§ 1 : L’absence d’un principe général d’égalité.

79. L’employeur est lié à ses salariés par des règles contractuelles. Certes au contrat de travail s’appliquent nombre de règles étatiques ou conventionnelles mais celles-ci ’’laissent indéterminés divers aspects concrets du rapport et, au surplus, tolèrent des dérogations conventionnelles favorables au salarié, sans faire obstacle à la prévision de certaines obligations accessoires ou de certaines modalités affectant les obligations du salarié’’ 314 .

L’organisation juridique de l’entreprise n’impose pas l’égalité des salariés. Et, les différentes règles étatiques qui font prévaloir une égalité de traitement entre certains salariés ou celles qui prohibent certains critères de décisions ne font que mieux ressortir l’absence d’un principe général d’égalité dans l’entreprise.

Contrairement à l’Administration qui est tenue d’assurer l’égalité des citoyens, des usagers du service public ou celle des fonctionnaires, l’employeur peut donc décider d’opérer des différences de traitement entre salariés. Dans les rapports de droit privé entre employeur et salariés, ’’la liberté chasse l’égalité’’ 315 .

La dimension contractuelle du rapport de travail 316 offre donc un terrain pour l’individualisation des conditions d’emploi et de travail 317 . L’employeur peut s’engager à faire bénéficier un salarié, intuitu personal, de certains avantages. Il peut par exemple attribuer des avantages en nature, des stocks options à un salarié. Les différences de traitement peuvent être l’objet du contrat initial entre les parties mais aussi être décidées pendant l’exécution du contrat. Sauf discrimination, l’employeur est donc libre de singulariser la situation des salariés 318 , à cet égard, son pouvoir est considérable. La notion de discrimination sera précisée lorsque nous étudierons l’encadrement du pouvoir de direction.

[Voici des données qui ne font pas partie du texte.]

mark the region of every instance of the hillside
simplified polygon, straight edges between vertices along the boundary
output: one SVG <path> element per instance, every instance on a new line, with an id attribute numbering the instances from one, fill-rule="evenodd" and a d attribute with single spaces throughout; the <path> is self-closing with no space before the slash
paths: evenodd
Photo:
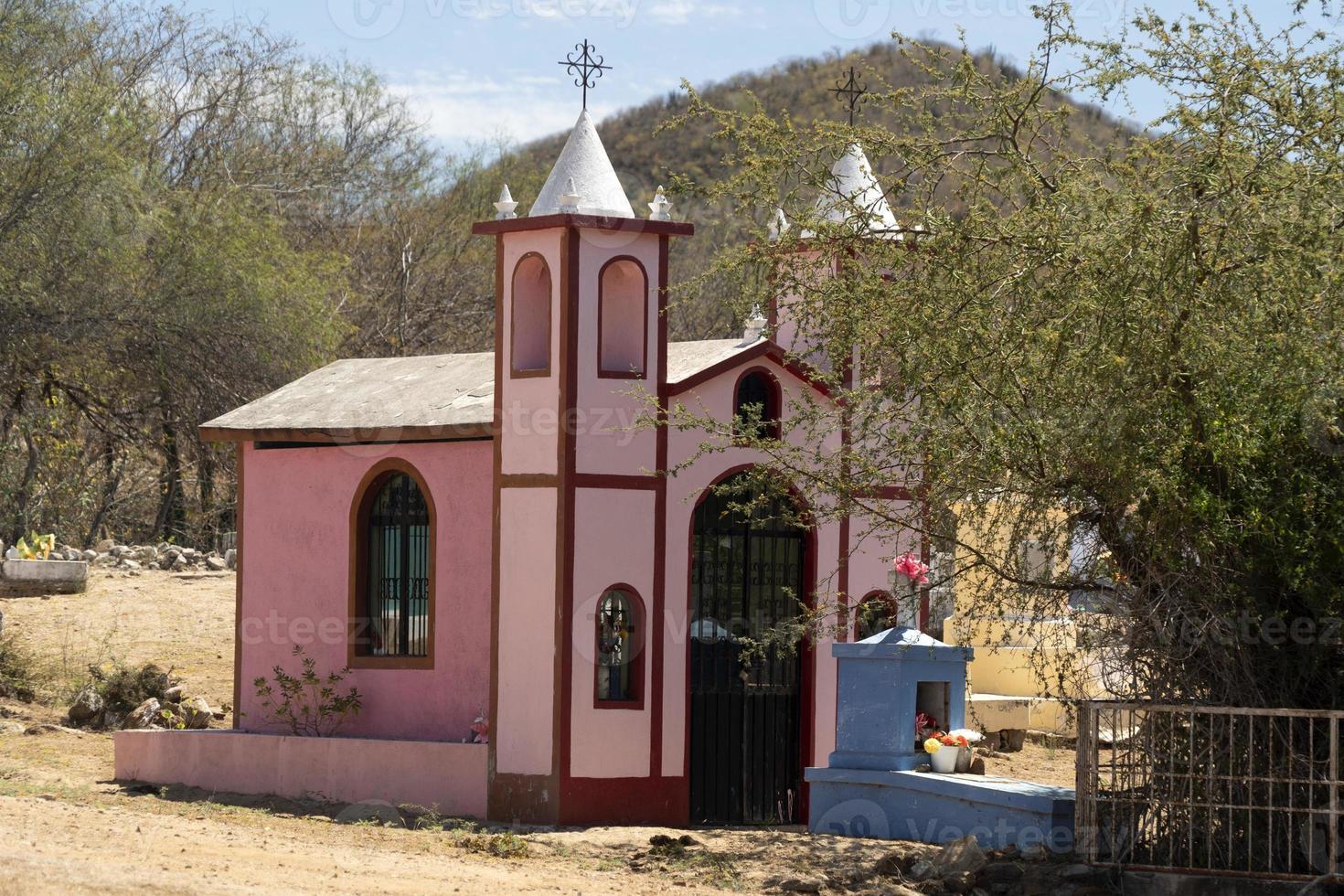
<path id="1" fill-rule="evenodd" d="M 988 55 L 980 56 L 977 62 L 984 66 L 996 64 Z M 719 107 L 747 107 L 754 97 L 770 114 L 788 117 L 800 126 L 818 120 L 840 121 L 844 109 L 829 89 L 851 64 L 863 73 L 860 79 L 866 79 L 874 90 L 913 86 L 923 77 L 902 58 L 895 43 L 887 42 L 844 56 L 789 59 L 763 71 L 743 73 L 707 86 L 696 85 L 696 89 Z M 1011 71 L 1007 74 L 1013 75 Z M 1068 102 L 1062 97 L 1055 101 Z M 715 177 L 724 146 L 714 140 L 712 122 L 695 121 L 676 130 L 655 133 L 660 125 L 683 111 L 685 102 L 685 94 L 677 90 L 598 124 L 607 154 L 636 214 L 642 214 L 644 204 L 653 197 L 656 187 L 671 183 L 673 175 L 698 183 Z M 866 106 L 863 114 L 874 125 L 894 130 L 902 126 L 899 114 L 875 103 Z M 1071 126 L 1075 138 L 1081 141 L 1105 144 L 1124 141 L 1130 136 L 1120 122 L 1090 106 L 1078 106 Z M 482 169 L 474 175 L 487 184 L 480 192 L 497 191 L 497 184 L 507 181 L 513 197 L 526 211 L 559 154 L 566 136 L 555 134 L 528 144 Z M 891 168 L 890 160 L 884 159 L 872 159 L 872 164 L 879 177 Z M 474 188 L 472 192 L 480 195 Z M 698 228 L 695 238 L 673 240 L 672 281 L 676 283 L 704 271 L 718 247 L 743 236 L 742 228 L 720 210 L 698 206 L 685 197 L 673 197 L 673 215 L 691 220 Z M 899 199 L 894 206 L 899 208 Z M 669 321 L 672 339 L 727 337 L 741 328 L 734 312 L 731 283 L 716 286 L 696 296 L 683 294 L 673 301 Z M 484 344 L 473 347 L 488 348 Z"/>

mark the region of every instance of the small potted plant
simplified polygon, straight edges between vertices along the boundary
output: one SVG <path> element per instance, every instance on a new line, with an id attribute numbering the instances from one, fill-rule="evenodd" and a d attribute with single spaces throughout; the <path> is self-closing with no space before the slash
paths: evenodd
<path id="1" fill-rule="evenodd" d="M 925 752 L 929 754 L 929 764 L 939 775 L 950 775 L 957 771 L 957 758 L 961 748 L 969 742 L 962 736 L 935 733 L 925 742 Z"/>
<path id="2" fill-rule="evenodd" d="M 960 739 L 965 746 L 957 751 L 957 771 L 970 771 L 970 760 L 974 759 L 976 744 L 985 739 L 978 731 L 970 728 L 957 728 L 949 731 L 949 736 Z"/>

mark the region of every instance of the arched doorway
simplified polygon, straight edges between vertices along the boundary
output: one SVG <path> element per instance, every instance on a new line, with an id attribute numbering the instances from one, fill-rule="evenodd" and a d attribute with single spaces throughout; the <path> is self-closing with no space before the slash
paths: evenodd
<path id="1" fill-rule="evenodd" d="M 798 650 L 745 656 L 743 638 L 798 614 L 808 536 L 777 504 L 750 519 L 708 493 L 691 539 L 691 821 L 801 817 L 804 690 Z"/>

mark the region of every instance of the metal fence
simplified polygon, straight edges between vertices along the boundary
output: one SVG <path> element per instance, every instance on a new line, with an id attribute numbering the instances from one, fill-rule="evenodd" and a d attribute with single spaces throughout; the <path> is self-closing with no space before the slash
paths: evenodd
<path id="1" fill-rule="evenodd" d="M 1078 848 L 1132 869 L 1340 879 L 1344 712 L 1085 703 Z"/>

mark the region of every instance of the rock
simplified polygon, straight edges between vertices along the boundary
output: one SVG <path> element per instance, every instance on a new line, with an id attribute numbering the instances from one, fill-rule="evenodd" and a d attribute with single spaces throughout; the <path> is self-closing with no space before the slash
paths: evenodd
<path id="1" fill-rule="evenodd" d="M 85 688 L 75 696 L 75 701 L 70 704 L 70 721 L 77 725 L 87 724 L 101 716 L 102 709 L 102 696 L 93 688 Z"/>
<path id="2" fill-rule="evenodd" d="M 151 697 L 126 713 L 126 719 L 121 723 L 121 727 L 124 729 L 155 728 L 163 720 L 163 716 L 159 715 L 160 712 L 163 712 L 163 704 L 156 697 Z"/>
<path id="3" fill-rule="evenodd" d="M 976 888 L 976 876 L 969 870 L 942 879 L 942 888 L 949 893 L 969 893 Z"/>
<path id="4" fill-rule="evenodd" d="M 40 724 L 36 724 L 36 725 L 28 725 L 27 728 L 23 729 L 23 733 L 32 735 L 32 736 L 42 736 L 42 735 L 59 735 L 63 731 L 65 732 L 70 732 L 71 729 L 70 728 L 65 728 L 62 725 L 51 725 L 51 724 L 47 724 L 47 723 L 40 723 Z M 74 733 L 79 733 L 79 732 L 74 732 Z"/>
<path id="5" fill-rule="evenodd" d="M 986 861 L 980 841 L 976 840 L 974 834 L 966 834 L 943 846 L 942 852 L 934 857 L 933 866 L 939 877 L 952 877 L 965 872 L 978 872 Z"/>
<path id="6" fill-rule="evenodd" d="M 384 799 L 366 799 L 363 802 L 351 803 L 340 810 L 336 815 L 337 825 L 356 825 L 359 822 L 376 821 L 380 825 L 387 825 L 388 827 L 405 827 L 406 822 L 402 819 L 402 814 L 396 811 L 396 806 Z"/>
<path id="7" fill-rule="evenodd" d="M 907 880 L 917 880 L 917 881 L 918 880 L 929 880 L 934 875 L 937 875 L 937 872 L 933 868 L 933 862 L 927 861 L 925 858 L 921 858 L 921 860 L 915 861 L 913 865 L 910 865 L 910 870 L 906 872 L 906 879 Z"/>
<path id="8" fill-rule="evenodd" d="M 976 883 L 991 893 L 1003 893 L 1012 889 L 1013 884 L 1021 880 L 1023 869 L 1016 862 L 989 862 L 980 869 Z"/>
<path id="9" fill-rule="evenodd" d="M 191 731 L 200 731 L 210 727 L 210 720 L 215 717 L 215 711 L 210 708 L 204 697 L 183 700 L 179 708 L 181 720 Z"/>

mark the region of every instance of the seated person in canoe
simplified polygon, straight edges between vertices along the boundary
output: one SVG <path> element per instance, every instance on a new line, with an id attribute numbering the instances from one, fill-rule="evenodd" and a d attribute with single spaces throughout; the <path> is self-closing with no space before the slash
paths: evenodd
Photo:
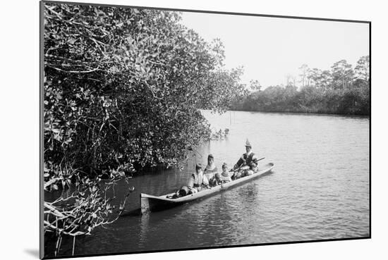
<path id="1" fill-rule="evenodd" d="M 198 163 L 195 166 L 195 173 L 191 175 L 188 181 L 188 187 L 191 193 L 195 193 L 200 191 L 204 187 L 209 188 L 209 180 L 206 175 L 203 173 L 202 166 Z"/>
<path id="2" fill-rule="evenodd" d="M 231 181 L 231 176 L 228 172 L 228 165 L 225 163 L 222 165 L 222 173 L 217 173 L 214 176 L 209 180 L 209 183 L 213 183 L 213 186 L 222 185 Z"/>
<path id="3" fill-rule="evenodd" d="M 233 168 L 233 171 L 236 171 L 234 179 L 237 179 L 239 177 L 250 175 L 257 171 L 258 159 L 255 153 L 252 151 L 252 145 L 248 139 L 245 142 L 245 149 L 246 153 L 243 154 Z M 241 168 L 247 166 L 249 166 L 249 168 L 243 171 L 243 173 L 239 173 L 239 171 L 237 171 Z"/>
<path id="4" fill-rule="evenodd" d="M 214 174 L 217 173 L 218 171 L 218 169 L 217 168 L 217 166 L 214 163 L 214 157 L 212 154 L 209 154 L 207 156 L 207 165 L 205 168 L 205 170 L 203 171 L 203 173 L 206 175 L 206 178 L 207 180 L 214 180 Z M 210 183 L 211 186 L 214 186 L 214 184 L 212 182 Z"/>
<path id="5" fill-rule="evenodd" d="M 224 163 L 224 164 L 222 164 L 222 173 L 221 173 L 221 182 L 222 183 L 231 182 L 231 178 L 229 175 L 229 172 L 228 171 L 228 165 L 226 163 Z"/>

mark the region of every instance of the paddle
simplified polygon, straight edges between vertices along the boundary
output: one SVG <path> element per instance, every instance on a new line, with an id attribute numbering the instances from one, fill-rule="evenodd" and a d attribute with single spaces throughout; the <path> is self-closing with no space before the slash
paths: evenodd
<path id="1" fill-rule="evenodd" d="M 265 157 L 260 158 L 260 159 L 257 159 L 257 161 L 261 161 L 261 160 L 265 159 Z M 240 166 L 240 167 L 238 167 L 238 168 L 236 168 L 236 170 L 231 169 L 231 170 L 229 171 L 229 172 L 232 172 L 232 171 L 233 171 L 233 172 L 236 172 L 236 171 L 240 171 L 240 169 L 241 169 L 241 168 L 243 168 L 243 167 L 244 167 L 244 166 Z"/>

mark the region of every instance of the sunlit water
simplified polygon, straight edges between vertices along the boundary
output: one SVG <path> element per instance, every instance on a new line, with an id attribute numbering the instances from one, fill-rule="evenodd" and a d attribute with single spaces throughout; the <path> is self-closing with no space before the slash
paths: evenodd
<path id="1" fill-rule="evenodd" d="M 75 254 L 206 247 L 369 236 L 369 118 L 327 115 L 203 112 L 229 128 L 190 156 L 188 169 L 131 180 L 135 192 L 161 195 L 186 183 L 196 161 L 212 153 L 234 164 L 249 139 L 272 173 L 216 195 L 143 216 L 125 216 L 78 238 Z M 201 157 L 202 156 L 202 157 Z M 128 185 L 121 183 L 119 196 Z M 46 247 L 52 255 L 52 247 Z M 63 240 L 60 255 L 71 254 Z"/>

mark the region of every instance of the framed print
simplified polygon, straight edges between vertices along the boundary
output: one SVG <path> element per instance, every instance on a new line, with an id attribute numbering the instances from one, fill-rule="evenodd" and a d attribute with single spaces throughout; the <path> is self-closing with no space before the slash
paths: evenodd
<path id="1" fill-rule="evenodd" d="M 41 258 L 370 237 L 370 22 L 40 16 Z"/>

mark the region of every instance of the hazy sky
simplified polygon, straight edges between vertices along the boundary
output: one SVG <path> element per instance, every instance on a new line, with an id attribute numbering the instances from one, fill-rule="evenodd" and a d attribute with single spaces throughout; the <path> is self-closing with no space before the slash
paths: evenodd
<path id="1" fill-rule="evenodd" d="M 258 16 L 183 13 L 182 23 L 205 40 L 220 38 L 226 68 L 244 66 L 242 81 L 266 87 L 297 76 L 303 63 L 329 69 L 346 59 L 354 65 L 369 54 L 369 25 Z"/>

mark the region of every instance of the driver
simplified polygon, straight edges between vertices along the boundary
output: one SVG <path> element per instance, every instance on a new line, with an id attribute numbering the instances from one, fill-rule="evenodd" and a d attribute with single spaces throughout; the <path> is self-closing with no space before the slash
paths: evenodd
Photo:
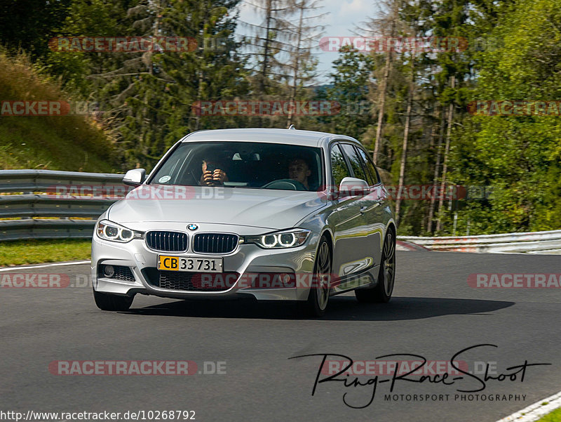
<path id="1" fill-rule="evenodd" d="M 205 159 L 203 160 L 201 169 L 203 174 L 201 176 L 201 186 L 221 186 L 224 182 L 228 181 L 228 175 L 223 167 L 218 161 L 212 159 Z"/>
<path id="2" fill-rule="evenodd" d="M 308 185 L 308 177 L 311 174 L 310 166 L 305 159 L 302 158 L 292 158 L 288 161 L 288 177 L 293 180 L 300 182 L 310 189 Z"/>

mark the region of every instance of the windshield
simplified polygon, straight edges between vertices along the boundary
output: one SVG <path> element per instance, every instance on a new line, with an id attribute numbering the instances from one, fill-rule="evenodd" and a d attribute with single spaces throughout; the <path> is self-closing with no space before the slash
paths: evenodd
<path id="1" fill-rule="evenodd" d="M 324 185 L 321 150 L 251 142 L 182 143 L 151 184 L 318 190 Z"/>

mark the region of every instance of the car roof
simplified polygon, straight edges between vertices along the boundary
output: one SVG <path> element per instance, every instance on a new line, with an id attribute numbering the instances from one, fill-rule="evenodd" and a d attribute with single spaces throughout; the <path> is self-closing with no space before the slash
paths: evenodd
<path id="1" fill-rule="evenodd" d="M 182 141 L 237 140 L 318 147 L 333 139 L 358 142 L 350 136 L 326 132 L 263 128 L 198 131 L 189 133 Z"/>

Tous les aspects de la relation de travail peuvent faire l’objet de mesures individualisées. En guise d’incitation, l’employeur peut privilégier un salarié en matière de rémunération, formation ou promotion. Il peut également organiser des concours destinés à récompenser les salariés les plus méritants 319 . L’individualisation des salaires retiendra notre attention.

Notes
314.

A. Jeammaud, Th. Kirat, M.C. Villeval, Les règles juridiques, l’entreprise et son institutionnalisation : au croisement de l’économie et du droit, Rev. Internationale de droit économique, 1996, p.99.

315.

D. Loschak, Réflexion sur la notion de discrimination, Dr. soc., 1987, p.778.

316.

A. Jeammaud, Les polyvalences du contrat de travail, in Les transformations du droit contemporain, Etudes offertes à G. Lyon-Caen, Paris, Dalloz, 1989, p.299.

317.

A. Lyon-Caen, Actualité du contrat de travail, Dr. soc., 1988, p.540.

318.

Cass. Soc., 18 mai 1999, Dr. soc., 1999, p.747, obs. C. Radé (exemple d’individualisation sans discrimination).

319.

Cass. Soc., 18 janvier 2000, Dr. soc., 2000, p.436, obs. C. Radé.